Cztery dni po okresie rekonwalescencji po operacji rozdarł mi się jeden ze szwów. Obiecali, że się tym zajmą. Błagałem ich w mailach, żeby to naprawili, a oni mnie tylko skarcili. Kilka lat później, mam coś, co wygląda jak brakujący kawałek tkanki przy mojej neopochwie, jakby ktoś to uciął. Oni nadal się tym nie zajęli.
Nikt mi nie powiedział, że przy takiej operacji podstawa członka zostaje zachowana, nie może być usunięta. To oznacza, że człowiek zostaje z kikutem w środku, który drga. Kiedy się zaczyna brać testosteron i libido powraca, po przebudzeniu pojawia się erekcja, tylko że bez wzniesionego członka. Chciałbym, żeby to był żart.
A jak się bierze testosteron po przejściu takiej operacji, to pojawia się ryzyko porostu włosów w środku neopochwy. Wyobrażacie sobie jeszcze zajmowanie się włosami rosnącymi w środku, po tym wszystkim, co się stało? Cóż za wybór, bycie zdrowym dziwolągiem przy zażywaniu testosteronu lub pozostanie bezpłciowym kastratem.
I to jest coś, czego nigdy nie odzyskam, ale też jeden z powodów, dla których poddałem się tej operacji. Moje libido zanikło po 6 miesiącach stosowania terapii hormonalnej i wtedy cieszyłem się z tego. Teraz, po 10 latach, zdaję sobie sprawę z tego, co straciłem i czego nie odzyskam.
Nawet jeśli miałbym normalne libido, to i tak moja neopochwa jest tak mała i ciasna, że nie miałbym jak uprawiać seksu. A kiedy używam małego rozszerzacza, mam niewielkie obszary czucia, które i tak doświadczają jedynie bólu, a nie przyjemności.
Jakakolwiek przyjemność, jaką mógłbym odczuwać, pochodzi z prostaty, która została przesunięta do przodu i owinięta żołędziem członka, co oznacza, że seks analny grozi dalszymi uszkodzeniami i nie jest możliwy.
I są jeszcze sny. Często śnię, że mam obydwa typy genitaliów. Czuję się wtedy niekomfortowo, bo po co mi obydwa? Myślę sobie wtedy, że muszę się obudzić, bo to tylko sen. I budzę się do życia w prawdziwym koszmarze.
W tych momentach zapomnienia po przebudzeniu, sięgam do krocza, oczekując, że będzie tam to, co było przez 30 lat. A tego nie ma. Za każdym razem moje serce zatrzymuje się na chwilę.
Do tego jest jeszcze sprawa korzystania z toalety. Opróżnienie pęcherza zajmuje mi około 10 minut. Jest to proces powolny i bolesny. Do tego mocz kapie na wszystkie strony, przez co cały ten obszar jest zalany.

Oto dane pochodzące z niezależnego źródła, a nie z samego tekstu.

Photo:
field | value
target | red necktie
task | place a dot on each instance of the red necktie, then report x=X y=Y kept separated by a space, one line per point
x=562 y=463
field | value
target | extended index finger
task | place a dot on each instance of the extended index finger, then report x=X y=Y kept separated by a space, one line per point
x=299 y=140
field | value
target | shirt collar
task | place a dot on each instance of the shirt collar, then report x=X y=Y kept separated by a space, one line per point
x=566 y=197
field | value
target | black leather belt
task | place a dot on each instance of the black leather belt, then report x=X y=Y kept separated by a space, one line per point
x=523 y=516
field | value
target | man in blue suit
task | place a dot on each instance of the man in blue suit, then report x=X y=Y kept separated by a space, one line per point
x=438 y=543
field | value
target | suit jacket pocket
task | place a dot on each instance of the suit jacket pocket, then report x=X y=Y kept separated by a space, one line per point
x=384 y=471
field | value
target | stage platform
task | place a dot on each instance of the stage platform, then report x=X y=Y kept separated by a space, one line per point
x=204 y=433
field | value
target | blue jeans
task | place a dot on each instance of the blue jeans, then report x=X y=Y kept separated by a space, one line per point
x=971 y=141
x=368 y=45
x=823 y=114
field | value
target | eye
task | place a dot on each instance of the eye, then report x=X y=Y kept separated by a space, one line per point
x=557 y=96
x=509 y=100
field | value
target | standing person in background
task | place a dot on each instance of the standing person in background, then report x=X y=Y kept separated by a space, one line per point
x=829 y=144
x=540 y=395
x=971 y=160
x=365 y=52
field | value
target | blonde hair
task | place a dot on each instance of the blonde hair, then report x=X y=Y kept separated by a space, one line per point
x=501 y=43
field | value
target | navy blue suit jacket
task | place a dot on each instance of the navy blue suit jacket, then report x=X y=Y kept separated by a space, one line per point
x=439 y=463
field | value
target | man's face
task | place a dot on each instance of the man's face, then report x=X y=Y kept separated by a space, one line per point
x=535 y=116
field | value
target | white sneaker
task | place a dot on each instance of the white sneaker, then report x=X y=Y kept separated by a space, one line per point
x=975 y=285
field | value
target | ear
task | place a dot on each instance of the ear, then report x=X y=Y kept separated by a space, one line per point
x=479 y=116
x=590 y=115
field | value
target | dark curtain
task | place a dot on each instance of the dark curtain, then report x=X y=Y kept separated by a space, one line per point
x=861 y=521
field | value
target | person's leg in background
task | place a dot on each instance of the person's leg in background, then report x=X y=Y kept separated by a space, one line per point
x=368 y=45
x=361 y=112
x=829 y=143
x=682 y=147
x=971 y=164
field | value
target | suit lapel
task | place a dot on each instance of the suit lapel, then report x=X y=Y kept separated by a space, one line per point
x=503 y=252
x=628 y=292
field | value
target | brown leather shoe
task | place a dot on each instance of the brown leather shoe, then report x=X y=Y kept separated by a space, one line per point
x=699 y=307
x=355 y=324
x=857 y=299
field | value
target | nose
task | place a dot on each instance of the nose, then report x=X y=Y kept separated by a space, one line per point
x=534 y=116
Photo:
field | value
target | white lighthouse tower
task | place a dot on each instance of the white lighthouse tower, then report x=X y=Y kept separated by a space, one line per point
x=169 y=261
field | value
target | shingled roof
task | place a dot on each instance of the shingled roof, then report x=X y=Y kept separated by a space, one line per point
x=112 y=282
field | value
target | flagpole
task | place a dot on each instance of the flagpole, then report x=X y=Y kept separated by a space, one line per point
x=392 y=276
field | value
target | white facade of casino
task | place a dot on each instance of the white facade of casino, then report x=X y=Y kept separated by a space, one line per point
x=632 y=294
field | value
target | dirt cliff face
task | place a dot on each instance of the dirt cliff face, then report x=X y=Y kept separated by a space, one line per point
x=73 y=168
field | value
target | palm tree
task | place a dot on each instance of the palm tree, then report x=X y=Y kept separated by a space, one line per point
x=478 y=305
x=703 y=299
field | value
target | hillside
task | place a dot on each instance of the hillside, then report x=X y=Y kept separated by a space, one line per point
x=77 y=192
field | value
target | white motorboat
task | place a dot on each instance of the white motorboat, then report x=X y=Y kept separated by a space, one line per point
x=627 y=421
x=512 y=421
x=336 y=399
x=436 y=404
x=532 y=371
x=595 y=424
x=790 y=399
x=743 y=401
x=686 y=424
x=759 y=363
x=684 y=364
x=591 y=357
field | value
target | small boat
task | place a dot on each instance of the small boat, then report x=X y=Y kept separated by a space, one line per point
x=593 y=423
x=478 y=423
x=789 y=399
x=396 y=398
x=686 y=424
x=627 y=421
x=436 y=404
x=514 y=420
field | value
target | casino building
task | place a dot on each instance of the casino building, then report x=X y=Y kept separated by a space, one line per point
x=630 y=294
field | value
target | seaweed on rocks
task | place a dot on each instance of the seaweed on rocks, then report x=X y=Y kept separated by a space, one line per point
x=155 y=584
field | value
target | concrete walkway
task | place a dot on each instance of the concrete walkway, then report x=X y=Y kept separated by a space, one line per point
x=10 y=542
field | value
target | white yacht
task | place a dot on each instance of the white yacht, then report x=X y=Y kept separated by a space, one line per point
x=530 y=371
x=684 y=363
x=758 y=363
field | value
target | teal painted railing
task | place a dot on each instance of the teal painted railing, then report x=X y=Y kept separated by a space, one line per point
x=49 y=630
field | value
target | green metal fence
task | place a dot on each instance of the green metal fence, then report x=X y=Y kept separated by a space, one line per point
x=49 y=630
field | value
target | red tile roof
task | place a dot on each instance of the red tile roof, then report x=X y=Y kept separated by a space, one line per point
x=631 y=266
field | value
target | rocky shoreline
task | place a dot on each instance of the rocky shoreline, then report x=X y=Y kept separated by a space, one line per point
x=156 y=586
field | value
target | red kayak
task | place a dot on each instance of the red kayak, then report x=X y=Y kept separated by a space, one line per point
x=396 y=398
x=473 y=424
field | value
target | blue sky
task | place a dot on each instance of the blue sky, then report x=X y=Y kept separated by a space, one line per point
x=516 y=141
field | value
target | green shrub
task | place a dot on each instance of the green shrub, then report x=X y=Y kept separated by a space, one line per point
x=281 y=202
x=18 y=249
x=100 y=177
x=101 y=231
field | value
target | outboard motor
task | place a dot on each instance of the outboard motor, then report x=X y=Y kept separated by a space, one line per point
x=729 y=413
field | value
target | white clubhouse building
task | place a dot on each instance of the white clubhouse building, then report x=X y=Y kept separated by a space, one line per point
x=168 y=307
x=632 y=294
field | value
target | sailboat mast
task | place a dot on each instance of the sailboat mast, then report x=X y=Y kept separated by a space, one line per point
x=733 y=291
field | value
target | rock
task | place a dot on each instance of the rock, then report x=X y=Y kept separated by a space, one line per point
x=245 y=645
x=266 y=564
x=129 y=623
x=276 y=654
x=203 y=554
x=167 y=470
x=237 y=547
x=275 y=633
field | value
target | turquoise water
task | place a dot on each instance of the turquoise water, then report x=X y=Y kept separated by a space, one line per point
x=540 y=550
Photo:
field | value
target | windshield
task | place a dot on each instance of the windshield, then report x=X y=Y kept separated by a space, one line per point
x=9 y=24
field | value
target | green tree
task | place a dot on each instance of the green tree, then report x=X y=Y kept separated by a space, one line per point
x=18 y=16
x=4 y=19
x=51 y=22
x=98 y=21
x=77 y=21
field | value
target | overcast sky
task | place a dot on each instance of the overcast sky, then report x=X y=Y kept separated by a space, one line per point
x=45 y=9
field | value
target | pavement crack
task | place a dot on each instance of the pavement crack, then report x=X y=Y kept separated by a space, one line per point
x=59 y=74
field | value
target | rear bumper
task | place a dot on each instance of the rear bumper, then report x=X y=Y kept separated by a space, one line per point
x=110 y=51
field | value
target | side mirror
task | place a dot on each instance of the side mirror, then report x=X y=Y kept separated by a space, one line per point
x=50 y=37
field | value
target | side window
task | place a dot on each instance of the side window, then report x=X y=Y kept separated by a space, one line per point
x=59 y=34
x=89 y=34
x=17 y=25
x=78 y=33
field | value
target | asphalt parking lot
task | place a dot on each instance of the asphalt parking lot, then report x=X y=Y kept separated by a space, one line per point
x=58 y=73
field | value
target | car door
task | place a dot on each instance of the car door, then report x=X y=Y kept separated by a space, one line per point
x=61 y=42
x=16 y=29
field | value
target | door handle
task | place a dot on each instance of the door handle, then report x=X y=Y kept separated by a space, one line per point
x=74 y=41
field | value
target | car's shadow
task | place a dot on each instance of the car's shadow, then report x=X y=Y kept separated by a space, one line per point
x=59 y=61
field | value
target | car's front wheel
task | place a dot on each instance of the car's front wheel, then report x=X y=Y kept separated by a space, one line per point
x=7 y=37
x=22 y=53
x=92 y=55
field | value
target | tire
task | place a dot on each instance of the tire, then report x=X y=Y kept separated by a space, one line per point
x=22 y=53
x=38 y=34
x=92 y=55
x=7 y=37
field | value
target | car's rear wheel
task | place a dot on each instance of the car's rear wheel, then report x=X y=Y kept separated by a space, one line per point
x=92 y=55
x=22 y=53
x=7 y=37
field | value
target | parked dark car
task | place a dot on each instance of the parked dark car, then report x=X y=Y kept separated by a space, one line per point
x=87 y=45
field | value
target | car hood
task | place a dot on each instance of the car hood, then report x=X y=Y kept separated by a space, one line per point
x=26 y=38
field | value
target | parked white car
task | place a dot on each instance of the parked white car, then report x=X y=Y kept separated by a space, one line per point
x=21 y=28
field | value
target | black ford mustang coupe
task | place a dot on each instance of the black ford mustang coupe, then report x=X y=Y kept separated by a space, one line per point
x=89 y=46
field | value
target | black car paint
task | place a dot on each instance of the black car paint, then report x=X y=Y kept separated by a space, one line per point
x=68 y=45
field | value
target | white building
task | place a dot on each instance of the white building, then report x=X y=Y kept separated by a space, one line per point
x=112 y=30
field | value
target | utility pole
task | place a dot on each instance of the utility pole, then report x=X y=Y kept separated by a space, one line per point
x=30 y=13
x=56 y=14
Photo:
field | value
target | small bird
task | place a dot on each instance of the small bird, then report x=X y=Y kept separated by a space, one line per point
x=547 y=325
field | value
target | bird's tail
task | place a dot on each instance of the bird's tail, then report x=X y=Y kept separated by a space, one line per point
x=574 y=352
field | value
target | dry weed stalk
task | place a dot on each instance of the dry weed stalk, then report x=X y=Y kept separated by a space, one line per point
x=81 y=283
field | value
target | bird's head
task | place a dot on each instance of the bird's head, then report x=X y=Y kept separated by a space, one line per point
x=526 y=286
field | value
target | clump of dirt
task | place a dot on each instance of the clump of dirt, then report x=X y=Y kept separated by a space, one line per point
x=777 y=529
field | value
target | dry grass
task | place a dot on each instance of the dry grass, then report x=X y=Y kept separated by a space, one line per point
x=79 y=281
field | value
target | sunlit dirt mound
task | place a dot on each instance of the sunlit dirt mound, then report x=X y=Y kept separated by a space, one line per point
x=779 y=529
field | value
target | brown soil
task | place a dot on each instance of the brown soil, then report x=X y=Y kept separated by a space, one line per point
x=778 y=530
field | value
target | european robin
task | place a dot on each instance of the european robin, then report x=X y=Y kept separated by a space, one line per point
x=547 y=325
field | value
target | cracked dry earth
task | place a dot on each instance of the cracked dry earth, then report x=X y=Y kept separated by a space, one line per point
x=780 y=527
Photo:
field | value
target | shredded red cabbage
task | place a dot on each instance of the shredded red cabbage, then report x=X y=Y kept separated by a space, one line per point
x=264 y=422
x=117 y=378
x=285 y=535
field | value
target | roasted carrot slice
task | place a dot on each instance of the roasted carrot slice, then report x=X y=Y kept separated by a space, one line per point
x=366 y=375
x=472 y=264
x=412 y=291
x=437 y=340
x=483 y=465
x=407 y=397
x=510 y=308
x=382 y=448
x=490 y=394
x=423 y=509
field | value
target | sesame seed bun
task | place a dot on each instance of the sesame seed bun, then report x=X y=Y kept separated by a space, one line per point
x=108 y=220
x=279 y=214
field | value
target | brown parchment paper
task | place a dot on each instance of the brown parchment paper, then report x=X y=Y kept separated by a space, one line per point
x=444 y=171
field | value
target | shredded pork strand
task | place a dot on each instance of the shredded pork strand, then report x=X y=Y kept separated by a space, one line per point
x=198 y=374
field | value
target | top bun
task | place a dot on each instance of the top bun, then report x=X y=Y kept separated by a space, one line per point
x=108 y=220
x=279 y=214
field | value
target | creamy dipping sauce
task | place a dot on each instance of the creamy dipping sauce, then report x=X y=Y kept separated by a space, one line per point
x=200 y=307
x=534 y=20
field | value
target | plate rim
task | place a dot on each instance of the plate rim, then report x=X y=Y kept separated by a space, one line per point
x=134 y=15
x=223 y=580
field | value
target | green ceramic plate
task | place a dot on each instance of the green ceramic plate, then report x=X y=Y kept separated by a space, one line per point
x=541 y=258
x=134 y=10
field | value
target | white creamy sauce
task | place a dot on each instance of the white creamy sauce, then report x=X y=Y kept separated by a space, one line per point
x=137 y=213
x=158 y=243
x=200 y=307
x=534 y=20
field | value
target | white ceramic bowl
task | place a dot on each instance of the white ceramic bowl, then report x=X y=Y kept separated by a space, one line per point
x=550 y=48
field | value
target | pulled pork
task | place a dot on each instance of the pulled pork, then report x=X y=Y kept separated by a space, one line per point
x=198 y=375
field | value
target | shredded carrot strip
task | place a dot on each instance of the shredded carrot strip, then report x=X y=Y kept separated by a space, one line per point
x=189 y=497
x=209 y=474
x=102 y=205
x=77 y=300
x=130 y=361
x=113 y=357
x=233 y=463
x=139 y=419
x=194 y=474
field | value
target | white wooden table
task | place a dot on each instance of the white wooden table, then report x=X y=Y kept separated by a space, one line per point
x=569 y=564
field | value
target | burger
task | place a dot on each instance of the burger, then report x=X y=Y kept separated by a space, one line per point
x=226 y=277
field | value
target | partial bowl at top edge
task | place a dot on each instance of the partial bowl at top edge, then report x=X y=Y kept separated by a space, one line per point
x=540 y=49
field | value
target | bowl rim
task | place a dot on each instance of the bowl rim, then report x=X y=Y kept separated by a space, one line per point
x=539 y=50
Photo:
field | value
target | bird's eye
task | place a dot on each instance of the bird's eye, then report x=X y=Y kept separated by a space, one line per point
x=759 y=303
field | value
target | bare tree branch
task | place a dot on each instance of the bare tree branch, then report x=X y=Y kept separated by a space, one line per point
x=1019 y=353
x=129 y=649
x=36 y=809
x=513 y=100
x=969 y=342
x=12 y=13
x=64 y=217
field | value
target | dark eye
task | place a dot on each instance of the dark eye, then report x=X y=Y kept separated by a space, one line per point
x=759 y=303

Nawet po wyczyszczeniu tego miejsca chwilę później okazuje się, że cała moja bielizna jest mokra. Nieważne, jak dokładnie się podtarłem, mocz wycieka później przez prawie godzinę. Nigdy nie wiedziałem, że w wieku 35 lat będę zagrożony ciągłym odorem moczu na sobie.
Teraz przejdźmy do czasów już po detranzycji, kiedy zaczynam sobie zdawać sprawę z tego, co się stało i że jest to już na stałe. Podczas tranzycji byłem obsesyjny i znajdowałem się w bardzo złym stanie. Trudno mi uwierzyć w to, że mimo wszystkich przeciwwskazań oni byli w stanie mi to zrobić.
Nikt mnie nawet nie zapytał, czy chciałbym zamrozić nasienie, czy chciałbym mieć dzieci. Kiedy ja byłem w tym obsesyjnym, koszmarnym stanie, oni tylko potakiwali i nie powiedzieli mi, jaka jest rzeczywistość i jaka przyszłość mnie czeka.
No i na końcu rozszerzanie neopochwy, które przypomina jakiś demoniczny rytuał, w trakcie którego człowiek nadziewa się przez około 20 bolesnych minut, przypominając sobie o własnej głupocie.